A senior determine steering Barrow’s regeneration has warned MPs that the federal government’s headline ambition to ship a brand new SSN-AUKUS submarine each 18 months faces severe constraints far past the shipyard gates.
Showing earlier than the Defence Committee, Lord Case, chair of Workforce Barrow and former Cupboard Secretary, underlined that the timeline ministers cite for the next-generation nuclear fleet carries dangers that haven’t been resolved.
Requested immediately whether or not the programme is on observe, he prevented any assurances.

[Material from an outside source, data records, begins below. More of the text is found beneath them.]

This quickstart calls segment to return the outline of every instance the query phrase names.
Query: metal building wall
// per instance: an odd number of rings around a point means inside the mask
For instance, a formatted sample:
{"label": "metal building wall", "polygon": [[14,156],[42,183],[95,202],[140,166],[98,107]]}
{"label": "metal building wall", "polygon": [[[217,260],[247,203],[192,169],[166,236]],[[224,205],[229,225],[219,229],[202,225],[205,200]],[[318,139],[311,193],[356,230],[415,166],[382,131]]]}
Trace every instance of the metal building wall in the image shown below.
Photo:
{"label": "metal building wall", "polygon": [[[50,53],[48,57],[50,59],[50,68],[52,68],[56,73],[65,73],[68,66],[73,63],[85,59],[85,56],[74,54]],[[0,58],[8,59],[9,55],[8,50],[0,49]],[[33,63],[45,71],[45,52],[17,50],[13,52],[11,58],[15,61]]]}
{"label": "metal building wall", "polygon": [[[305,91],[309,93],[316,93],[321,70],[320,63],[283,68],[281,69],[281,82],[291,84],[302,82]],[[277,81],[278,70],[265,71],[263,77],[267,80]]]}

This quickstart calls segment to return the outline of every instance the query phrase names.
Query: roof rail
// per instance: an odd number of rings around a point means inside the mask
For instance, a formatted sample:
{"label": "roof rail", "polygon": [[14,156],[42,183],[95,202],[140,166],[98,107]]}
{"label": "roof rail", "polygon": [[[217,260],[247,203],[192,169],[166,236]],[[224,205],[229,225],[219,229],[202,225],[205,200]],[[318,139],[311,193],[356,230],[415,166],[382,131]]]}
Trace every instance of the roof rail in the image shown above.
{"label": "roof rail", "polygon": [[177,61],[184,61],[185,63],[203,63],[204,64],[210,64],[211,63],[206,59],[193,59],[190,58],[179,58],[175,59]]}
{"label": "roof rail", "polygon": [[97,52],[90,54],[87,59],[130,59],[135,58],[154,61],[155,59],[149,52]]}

He described the goal as “a really demanding goal” and added that it might be “an actual problem to ship.” Though the committee had beforehand taken proof from BAE Techniques on the shipbuilding schedule, the trade uncovered a parallel set of home bottlenecks that sit outdoors the MoD’s remit however nonetheless form the feasibility of the AUKUS construct charge.
Case argued that Workforce Barrow’s accountability shouldn’t be the meeting line itself however the city’s capability to maintain the required workforce. “We’re below strain to ship housing, faculties and hospitals to make it possible for the workforce is there to provide the boats on time,” he stated. He acknowledged that this supporting infrastructure shouldn’t be in place. “We’re behind the place we should be. We wouldn’t have the housing that we want for workforce development.”
That admission raises questions on how credible the nationwide dedication is when the enabling situations lag behind defence planning. Case made clear that workforce readiness is barely partly a abilities problem. Even when recruitment targets are met, the bodily capability to soak up 1000’s of latest employees stays uncertain due to long-standing underinvestment in native providers.
The try to speed up housebuilding has not but produced materials change. “We spent plenty of time collectively final month speaking about how we are able to speed up the home constructing,” he instructed MPs, however he harassed that operational particulars stay for BAE and the MoD.
Case’s feedback present that the tempo problem is as a lot a civil-infrastructure downside as an industrial one, with delays within the former prone to ripple into the latter.